The CQC Provider Profile – a fairer system than the old star ratings?

Provider Profiles were introduced on the CQC website without fanfare towards the end of last year. At first glance, it might appear beneficial that the Profiles can be easily understood, with a green tick denoting compliance, a grey cross non-compliance and a red cross, enforcement action. However, on careful examination, there are genuine concerns about their fairness as a means of informing the public about compliance and non-compliance with standards. This is because a green tick or grey cross is determined by the worst judged standard within each of the 5 outcome Chapters (based on the groupings in the Essential standards of quality and safety).

An outcome “rating” can be misleading if a member of the public only skims the front page of the Provider Profile and does not open up the judgement panel behind each Chapter to look at the particular outcome.  For example, a provider can be fully compliant with 4 out of 5 outcomes under Chapter 3 (Standards of caring for people safely and protecting them from harm) but if there are minor concerns with 1 outcome that will still generate a grey cross.  In comparison, another provider who is non-compliant with all 5 outcomes is given the same grey cross.  That is not a fair and balanced way of representing those two services to the public because it fails to distinguish between two services of profoundly different quality (assuming the CQC ratings are valid).  Additionally, the “rating” on the front page of the Provider Profile does not differentiate as to the seriousness of the non-compliance i.e. a grey cross arises from any breach, minor, moderate or major.

We suspect that the public and commissioners will tend to avoid providers who have any grey crosses on their Provider Profiles.
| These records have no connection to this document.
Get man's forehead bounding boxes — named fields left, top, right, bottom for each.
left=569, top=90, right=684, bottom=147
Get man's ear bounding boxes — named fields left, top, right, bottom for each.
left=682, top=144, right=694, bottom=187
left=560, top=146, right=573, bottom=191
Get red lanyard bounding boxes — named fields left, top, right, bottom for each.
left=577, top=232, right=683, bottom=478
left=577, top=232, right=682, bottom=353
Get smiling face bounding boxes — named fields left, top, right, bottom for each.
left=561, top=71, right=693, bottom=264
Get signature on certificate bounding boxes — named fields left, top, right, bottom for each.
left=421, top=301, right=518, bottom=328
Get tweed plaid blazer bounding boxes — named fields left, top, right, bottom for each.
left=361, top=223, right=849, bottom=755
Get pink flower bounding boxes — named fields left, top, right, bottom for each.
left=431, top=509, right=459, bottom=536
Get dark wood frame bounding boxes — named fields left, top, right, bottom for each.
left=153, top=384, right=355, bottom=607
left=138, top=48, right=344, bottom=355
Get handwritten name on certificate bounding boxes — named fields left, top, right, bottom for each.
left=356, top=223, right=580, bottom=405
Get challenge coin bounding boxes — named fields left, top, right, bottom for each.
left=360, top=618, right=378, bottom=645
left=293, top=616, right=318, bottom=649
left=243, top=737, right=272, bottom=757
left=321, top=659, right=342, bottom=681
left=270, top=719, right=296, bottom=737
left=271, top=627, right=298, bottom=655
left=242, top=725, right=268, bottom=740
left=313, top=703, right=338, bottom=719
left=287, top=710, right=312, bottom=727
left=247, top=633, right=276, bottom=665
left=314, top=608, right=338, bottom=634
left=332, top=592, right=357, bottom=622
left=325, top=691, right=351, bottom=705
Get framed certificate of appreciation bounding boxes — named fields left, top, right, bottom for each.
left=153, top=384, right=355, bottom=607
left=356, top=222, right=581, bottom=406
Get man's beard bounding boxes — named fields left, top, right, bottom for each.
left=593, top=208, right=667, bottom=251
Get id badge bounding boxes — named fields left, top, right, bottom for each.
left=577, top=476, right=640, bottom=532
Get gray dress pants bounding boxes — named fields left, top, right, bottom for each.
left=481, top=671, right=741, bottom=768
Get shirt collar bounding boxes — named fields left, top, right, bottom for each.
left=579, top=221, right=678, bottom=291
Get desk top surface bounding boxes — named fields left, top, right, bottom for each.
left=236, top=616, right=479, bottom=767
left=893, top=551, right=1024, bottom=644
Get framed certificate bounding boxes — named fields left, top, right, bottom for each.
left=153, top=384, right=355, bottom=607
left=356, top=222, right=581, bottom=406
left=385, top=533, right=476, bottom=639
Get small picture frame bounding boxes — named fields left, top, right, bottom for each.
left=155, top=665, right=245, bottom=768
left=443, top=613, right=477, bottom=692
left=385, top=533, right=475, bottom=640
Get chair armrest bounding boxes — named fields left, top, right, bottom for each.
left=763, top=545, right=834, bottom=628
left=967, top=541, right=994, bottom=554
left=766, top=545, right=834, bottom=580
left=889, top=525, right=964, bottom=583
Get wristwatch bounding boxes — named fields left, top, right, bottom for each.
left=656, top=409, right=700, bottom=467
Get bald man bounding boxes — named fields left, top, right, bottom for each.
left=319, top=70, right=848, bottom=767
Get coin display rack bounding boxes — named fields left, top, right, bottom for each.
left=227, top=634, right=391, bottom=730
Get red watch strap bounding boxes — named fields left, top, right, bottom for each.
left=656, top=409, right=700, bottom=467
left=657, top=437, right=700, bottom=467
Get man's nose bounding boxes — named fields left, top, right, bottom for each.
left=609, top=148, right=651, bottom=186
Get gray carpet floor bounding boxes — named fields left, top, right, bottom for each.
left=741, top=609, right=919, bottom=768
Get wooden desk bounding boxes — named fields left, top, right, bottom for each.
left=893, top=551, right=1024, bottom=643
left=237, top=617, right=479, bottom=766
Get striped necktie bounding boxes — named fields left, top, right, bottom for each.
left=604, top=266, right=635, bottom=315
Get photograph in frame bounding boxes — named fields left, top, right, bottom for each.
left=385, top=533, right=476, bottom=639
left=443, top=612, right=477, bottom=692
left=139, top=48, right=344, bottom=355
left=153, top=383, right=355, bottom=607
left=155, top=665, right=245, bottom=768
Few readers will carry out a painstaking analysis to determine the real extent of non-compliance when making a judgement on the suitability of a service. Most people simply won’t have the time or the inclination to get into the regulatory detail.  Indeed, CQC would only have implemented this summary system if it considered that stakeholders wouldnot read the full reports.

Although the old quality rating system was not perfect, it at least sought to differentiate between providers on the basis of a rules-based system which led to an overall rating that was clear to the reader. What we have now is a simple “compliant or non-compliant” model which demands of the reader the time and willingness to read the separate judgement panels for each of the 16 outcomes and the Compliance Review Report in order to gain an appreciation of what the regulator is really saying about a particular service.

What all this means is that it is essential to challenge draft Compliance Review Reports in relation to factual inaccuracies, unsupported findings (such as subjective expressions of opinion) and unreasonable judgements.  After all, even a minor concern under one outcome will generate a grey cross in the Chapter it falls under.

After the inspection, it will be important to produce and submit a comprehensive action plan to CQC whenever there are compliance actions that are justified. It should state the date you expect to become compliant. Importantly, when you are compliant you should send CQC evidence to back that up. CQC says on its website that it will review the service within 3 months of a provider declaring the action plan complete.  CQC adds, “If at that time we judge you to be compliant, your profile page will be up-dated when we publish the findings from that review of compliance.”  Provided you send in sufficient information to CQC, that review is likely to be a desktop exercise.  Even if you are challenging aspects of a draft Compliance Review Report, you should still submit an action plan in relation to any outcomes that have valid compliance actions in place.

A word of warning. Until CQC reviews an outcome, the judgement will stay the same on the Provider Profile.  While CQC will be carrying out a lot more inspections in the months to come, it is likely they will look at a smaller number of outcomes, typically no more than five. You need to watch out for outcomes that are missed on re-inspection and therefore remain as non-compliant on the Provider Profile.  Under CQC’s Guidance on how to carry out inspection, you should be told at the beginning of an inspection what areas will be looked at. If inspectors appear to be ignoring an outcome that was judged as non-compliant at the previous inspection, ask them to include this as part of the current inspection. You want a fresh review of that outcome or it could remain in place until CQC next looks at it or you submit evidence of compliance.  The important thing is to take the initiative and check your Provider Profile, following up on any grey crosses.  After all, the reputation and commercial viability of your business may depend on it.